Martí anota los protocolos y la agenda del evento, las discrepancias que se ventilan, las elecciones a celebrarse, los disgustos en torno a la opinión de un estudioso que aboga porque los sordomudos no contraigan matrimonio (dadas las fatalidades de la herencia), los planes para erigir un monumento a Thomas Hopkins Gallaudet (1787-1851), educador y predicador que enseñó a los niños estadounidenses sordos a hablar por señas, la variedad de gremios participantes (artesanos, artistas, libreros, sacerdotes), y no olvida destacar el acto que sirve de clausura a la convención:

un baile, cuyo instrumento único era un violoncello, al acorde del cual llevaban el compás, trasmitido por el aire, muy gallardamente…

La idea de una oleada de sordomudos bailando al ritmo dictado por un instrumento de cuerda, de nariz clavada en el suelo y voz casi humana, cuyas vibraciones sólo podían pescar en el ambiente, debe de haberlo cautivado.

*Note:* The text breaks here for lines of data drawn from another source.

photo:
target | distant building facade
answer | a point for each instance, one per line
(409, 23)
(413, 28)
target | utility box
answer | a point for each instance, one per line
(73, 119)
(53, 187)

Ninguna de estas escenas recuerda la última de “Luces de la ciudad”; sí, la que corona el texto. Martí sabía, como sabría Chaplin, dónde la emoción debe alcanzar su cenit y, difuminada en belleza, encarnar una realidad memorable. El párrafo final de su crónica se lee como el de un guión cinematográfico, sólo que el suyo fue escrito antes de que el cine existiera y filmado sin más cámara que una compuesta por su sensibilidad prodigiosa y su genio verbal:

Por fin, no sin sembrar amores, se apartaron. En lo más solitario del andén se veía, en la mañana de la despedida, un grupo triste: se estaban diciendo adiós dos almas que acababan de conocerse. Él, conteniendo mal las lágrimas en los ojos azules, se lleva varias veces la mano al corazón; ella, por no enseñar el rubor, no levanta la cabeza: él, como preguntándole si sabe dónde nace la luz, le toma al fin la mano, que acaricia en la suya largamente: ella, ya al venir el tren, alza los ojos, mueve, diciendo que sí, los dedos trémulos; y ya va el tren lejos, lejos, cuando todavía dos pañuelos se hablan por el aire.